El Índice de Competitividad Global 2018 y el Informe Latinobarómetro 2017, ambos recientemente publicados, coinciden en identificar la paradójica disparidad que enfrenta nuestro país entre su desarrollo económico y el institucional. Los indicadores macroeconómicos son comparativamente positivos, pero no encuentran traducción —en algunos casos lo que las estadísticas evidencian es, por el contrario, una regresión— en el ámbito del desarrollo institucional. Las estadísticas de ambos reportes meramente confirman lo que cotidianamente experimentamos todos los peruanos. Y la crisis política actual lo ratifica.

Variados factores concurren para explicar esta paradoja. Y se hace urgente concertar voluntades para transformar nuestra episódica prosperidad material en un orden democrático basado en un Estado de derecho legítimo, eficaz, equitativo y sostenible.

El concepto de instituciones es amplio: se refiere a las entidades y a las normas que rigen el funcionamiento del Estado y de la sociedad, tanto las que tienen existencia formal cuanto las informales. Douglas North define las normas informales como los valores y códigos de conducta culturalmente establecidos. La arquitectura institucional de una sociedad está forjada por variados elementos, articulados por premisas esenciales, como la obligatoriedad de las leyes, la igualdad de todos ante ellas, y la correlación entre derechos y deberes. La irresponsabilidad de gobernantes y de ciudadanos erosiona las premisas sobre las que están fundados el Estado de derecho y la gobernanza democrática.

Este es un nudo gordiano para revertir la actual situación de subdesarrollo institucional que afecta a nuestro país: son características medulares de una democracia madura que las personas se comporten habitualmente respetando los derechos del prójimo, y que se cuente con mecanismos eficaces para sancionar y reparar las transgresiones. Los jueces están llamados, a través de sus decisiones, a establecer una arquitectura de incentivos que encarezca significativamente las conductas infractoras y estimule las cumplidoras; esto coadyuva a generar una cultura cívica comprometida con el Estado de derecho. De allí la urgencia suprema de reformar el sistema judicial, tarea a la que se ha abocado con elogioso celo el Gobierno del presidente Vizcarra.

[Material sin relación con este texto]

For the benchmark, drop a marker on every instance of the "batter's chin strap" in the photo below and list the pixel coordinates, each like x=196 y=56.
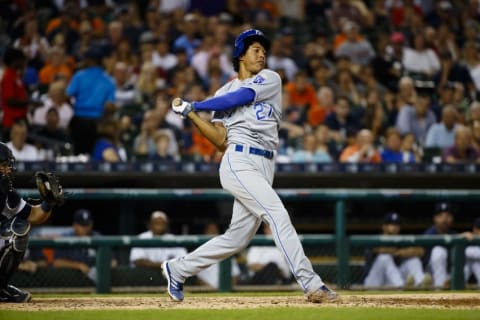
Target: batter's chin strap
x=16 y=231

En la experiencia internacional comparada, hay algunas sociedades caracterizadas por la alta densidad de capital social, en las cuales la sanción social cumple eficazmente la función de ser instancia primaria de punición para los transgresores. En muchas otras, la primacía controladora recae en las instancias policiales, judiciales y administrativas. En el Perú, penosamente, predominan altos niveles de tolerancia frente a las transgresiones legales y al irrespeto de los derechos de otros. Y ante ello, las instancias estatales se muestran incapaces o hasta cómplices.

La corrupción y falta de profesionalismo en las instancias policiales, judiciales y administrativas son particularmente ostensibles, y generan muy intensas y diversas consecuencias negativas sobre la convivencia social. La incapacidad del Estado, a través de estas instancias, para arbitrar las relaciones sociales e imponer un adecuado equilibrio entre derechos y deberes, genera altos costos —económicos, de oportunidad, relacionales, de calidad de vida, de inequidad, etc.— sobre los ciudadanos. Aún más, esto crea una estructura de incentivos perversos, en virtud de la cual las transgresiones a la ley o el atropello a los derechos de los demás quedan impunes, o cuestan demasiado barato, y merced a ello se siembra profusamente la cultura de la irresponsabilidad.

Revertir esto es una tarea ya largamente postergada. Solo se logrará cumplirla si forjamos un consenso ciudadano basado en la indignación cívica y constructiva de todos.